Ksiądz Jan Twardowski kiedyś pisał o ludziach, „którzy świąt nie przeżywają, ale PRZEŻUWAJĄ.”
Otóż ja nigdy nie chciałam być takim człowiekiem. Bardzo mnie martwi, że obecnie pojęcie „życia duchowego” kojarzy się nam bardziej z buddyzmem i z różnymi sektami, niż z chrześcijaństwem.
Ciekawa jestem, ile osób wie, że istnieje np. coś takiego, jak medytacja chrześcijańska? Ilu ludzi dziś się MODLI (tzn. umie szczerze rozmawiać z Bogiem) zamiast tylko „klepać paciorki”?

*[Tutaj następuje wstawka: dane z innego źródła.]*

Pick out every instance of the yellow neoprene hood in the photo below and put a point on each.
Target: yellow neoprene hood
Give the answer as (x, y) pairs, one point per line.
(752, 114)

Wiadomo, że ludzie lubią świętować („bo wtedy nie pracują, jedzą do syta i zakładają piękne szaty”, jak trzeźwo zauważył historyk z IV w. n.e., Ammian Marcellinus) – i kiedy np. Rewolucja Francuska „zniosła” święta chrześcijańskie, wprowadziła zamiast nich nowe, „świeckie” w tych samych terminach (był np. Dzień Świni…).
Tymczasem chrześcijaństwo, jak sądzę, wciąż ma w sobie wielką głębię i siłę. Trzeba ją tylko odkryć.

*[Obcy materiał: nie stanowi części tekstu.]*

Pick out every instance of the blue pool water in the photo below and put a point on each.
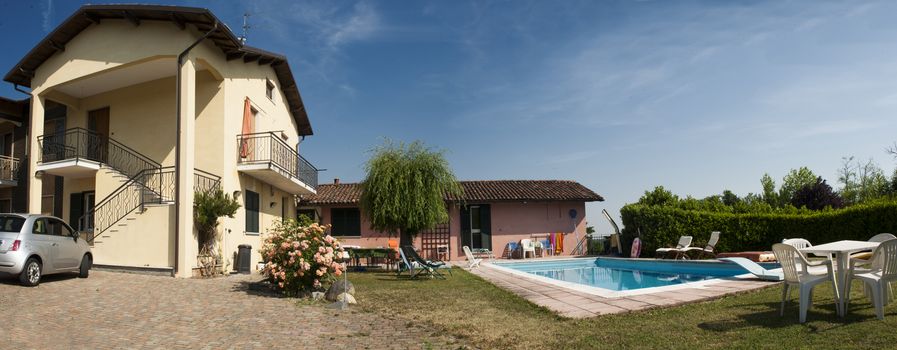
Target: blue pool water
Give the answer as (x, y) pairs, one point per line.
(626, 274)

Boże Narodzenie to przypomnienie tego, że z miłości do ludzi Bóg stał się człowiekiem, a Wielkanoc – że z tej miłości umarł na krzyżu i zmartwychwstał.
Są (a przynajmniej powinny być!) to święta tego, co pierwsi chrześcijanie określali greckim słowem METANOIA – nowego życia, nawrócenia, przemiany…
Bo co nam przyjdzie nawet z tysięcy życzeń „Wesołych Świąt” jeśli po tych świętach nie staniemy się lepszymi ludźmi?